CAL is a Python library that sits between your existing code and LLM API calls, intelligently selecting, compressing, and assembling context for each request. It addresses the cost and context problems in token-heavy agent setups, particularly relevant with recent Claude Pro/Max subscription changes.

Performance Benchmarks

In production with Claude Opus 4 and 103 context chunks:

Without CAL: Every request sends all 103 chunks (~23,000 tokens) at $0.043 per request
With CAL: Drops to ~6 chunks and 4,100 tokens at $0.008 per request
Results: 83% reduction in tokens, 81% reduction in cost

Validated against 5,000 WildChat prompts (an open academic dataset of real LLM conversations across 57 languages) with 97.6% average savings.

Key Features

Selector: IDF-weighted scoring picks only relevant chunks per query.
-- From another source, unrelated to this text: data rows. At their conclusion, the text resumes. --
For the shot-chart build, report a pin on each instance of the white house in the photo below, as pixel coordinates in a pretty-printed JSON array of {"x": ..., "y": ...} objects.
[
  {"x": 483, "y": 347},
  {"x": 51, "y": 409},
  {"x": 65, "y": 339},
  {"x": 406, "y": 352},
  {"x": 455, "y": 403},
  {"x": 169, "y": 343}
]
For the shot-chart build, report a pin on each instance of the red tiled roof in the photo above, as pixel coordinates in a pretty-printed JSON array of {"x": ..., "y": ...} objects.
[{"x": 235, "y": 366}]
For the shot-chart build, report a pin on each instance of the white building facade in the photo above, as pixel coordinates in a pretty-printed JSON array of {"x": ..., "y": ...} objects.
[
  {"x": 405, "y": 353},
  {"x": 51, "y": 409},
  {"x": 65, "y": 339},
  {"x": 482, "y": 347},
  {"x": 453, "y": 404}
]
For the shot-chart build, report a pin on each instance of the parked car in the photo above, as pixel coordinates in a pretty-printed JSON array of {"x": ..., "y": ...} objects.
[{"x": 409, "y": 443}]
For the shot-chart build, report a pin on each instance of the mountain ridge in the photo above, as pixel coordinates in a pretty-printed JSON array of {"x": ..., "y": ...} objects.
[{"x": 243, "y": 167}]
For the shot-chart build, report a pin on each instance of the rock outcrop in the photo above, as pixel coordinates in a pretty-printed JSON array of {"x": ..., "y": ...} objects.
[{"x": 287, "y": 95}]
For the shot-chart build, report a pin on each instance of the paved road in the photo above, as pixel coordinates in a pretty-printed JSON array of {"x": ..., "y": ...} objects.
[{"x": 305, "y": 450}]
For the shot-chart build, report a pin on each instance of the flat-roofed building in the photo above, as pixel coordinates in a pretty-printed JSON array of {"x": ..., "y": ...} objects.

Uses stable prefix + dynamic chunks selected per request.
Tool Stubs: Three-tier lazy tool loading with lightweight stubs until the model signals intent to use a specific tool.
Cost Engine: Provider-aware savings calculator that knows Anthropic's 4 input tiers and Google's cache storage pricing.
Noise Suppression: IDF floor + require-any gates to stop common words from loading irrelevant chunks on every request.
Cache-Stable Ordering: Uses scores only for selection, then alphabetical order for position to maintain cache hits.

Technical Details

Multi-turn context handling: Tool stubs are history-aware. If the model used a tool in a previous turn, the full schema stays loaded to maintain conversation continuity.

Provider support: CAL is provider-agnostic and works with any provider having a chat completions endpoint. The cost engine already handles Anthropic's 4 input tiers and Google's cache storage pricing.

Edge cases: Uses IDF floors and noise suppression for ambiguous queries. Hybrid keyword+semantic scoring is on the roadmap.